Mat Wright, Press Secretary, Office of Andrew Weaver, MLA

+1 250-216-3382 | mat.wright@bcgreens.ca

 

Background

Andrew Weaver sought intervention status in the Trans Mountain National Energy Board Hearing both as a Member of the Legislative Assembly of British Columbia and as a scientist with a doctorate in applied mathematics and with specialty in physical oceanography and atmospheric and climate science. As an MLA, he represents the constituency of Oak Bay-Gordon Head, which is located along the Trans Mountain Tanker Sailing Route on the southeastern tip of Vancouver Island. He was the only B.C. MLA with intervenor status in the hearing process.

As a scientist, Weaver served as Lansdowne Professor and Canada Research Chair in climate modeling and analysis in the School of Earth and Ocean Sciences at the University of Victoria, where he worked for over 20 years. He was a lead author on the United Nations Intergovernmental Panel on Climate Change’s 2nd, 3rd, 4th and 5th scientific assessments and has authored and coauthored over 200 peer-reviewed, scientific papers. Weaver is a Fellow of the Royal Society of Canada, Canadian Meteorological and Oceanographic Society, the American Meteorological Society, the American Geophysical Union and the American Association for the Advancement of Science. Throughout the Kinder Morgan Trans Mountain NEB hearings, he applied his scientific expertise, particularly in physical oceanography and modelling.

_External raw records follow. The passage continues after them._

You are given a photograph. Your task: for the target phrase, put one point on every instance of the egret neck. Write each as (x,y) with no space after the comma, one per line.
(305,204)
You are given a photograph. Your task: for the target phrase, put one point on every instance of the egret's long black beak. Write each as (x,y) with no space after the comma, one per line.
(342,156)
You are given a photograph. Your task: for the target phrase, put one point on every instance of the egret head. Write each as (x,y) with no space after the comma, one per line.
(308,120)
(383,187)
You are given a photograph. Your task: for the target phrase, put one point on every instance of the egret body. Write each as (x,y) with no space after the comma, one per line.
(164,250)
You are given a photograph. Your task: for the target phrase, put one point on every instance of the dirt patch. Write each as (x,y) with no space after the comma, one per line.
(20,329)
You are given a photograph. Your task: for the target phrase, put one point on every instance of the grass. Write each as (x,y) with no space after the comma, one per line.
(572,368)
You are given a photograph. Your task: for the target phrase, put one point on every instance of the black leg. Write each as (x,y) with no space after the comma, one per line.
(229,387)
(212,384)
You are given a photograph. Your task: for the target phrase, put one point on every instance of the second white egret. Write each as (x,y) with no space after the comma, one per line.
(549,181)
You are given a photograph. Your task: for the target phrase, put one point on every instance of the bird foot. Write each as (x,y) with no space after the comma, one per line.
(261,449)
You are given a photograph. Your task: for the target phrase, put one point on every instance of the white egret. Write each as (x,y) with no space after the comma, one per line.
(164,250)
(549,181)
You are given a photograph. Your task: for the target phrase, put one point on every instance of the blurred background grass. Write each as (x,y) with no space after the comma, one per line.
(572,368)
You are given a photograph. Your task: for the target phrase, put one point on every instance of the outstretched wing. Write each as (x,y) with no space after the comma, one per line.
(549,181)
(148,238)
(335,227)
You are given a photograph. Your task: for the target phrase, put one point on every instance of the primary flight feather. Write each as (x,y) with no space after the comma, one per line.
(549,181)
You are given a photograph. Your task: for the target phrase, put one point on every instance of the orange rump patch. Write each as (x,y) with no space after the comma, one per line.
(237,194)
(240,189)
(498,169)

Letter to Prime Minister Trudeau, urging him to reject the Trans Mountain Kinder Morgan Expansion Project

With the December 19th Trans Mountain pipeline expansion deadline fast-approaching, we need to speak up now more than ever. Below is an open letter I sent to Prime Minister Trudeau detailing why this project must be stopped.


November 18, 2016

The Right Honourable Justin Trudeau, P.C., M.P.
Langevin Block
80 Wellington Street
Ottawa, Ontario
K1A 0A2

Dear Prime Minister Trudeau,

As we near the deadline for your government’s final decision on the Trans Mountain Kinder Morgan Expansion Project, I am becoming increasingly worried you may be about to lead our province in a dangerous direction. In both my professional and political capacity, and my role as a Trans Mountain intervener, I can state with certainty that this project must be rejected.

Over the past few weeks, there has been a lot of publicity generated about B.C.’s pristine coastline and the government initiatives protecting it (despite a 33 day diesel spill near Bella Bella). While the efforts being made are largely commendable, I feel the need to emphasize that they in no way negate the threat a 580% increase in diluted bitumen (dilbit) tanker traffic would bring.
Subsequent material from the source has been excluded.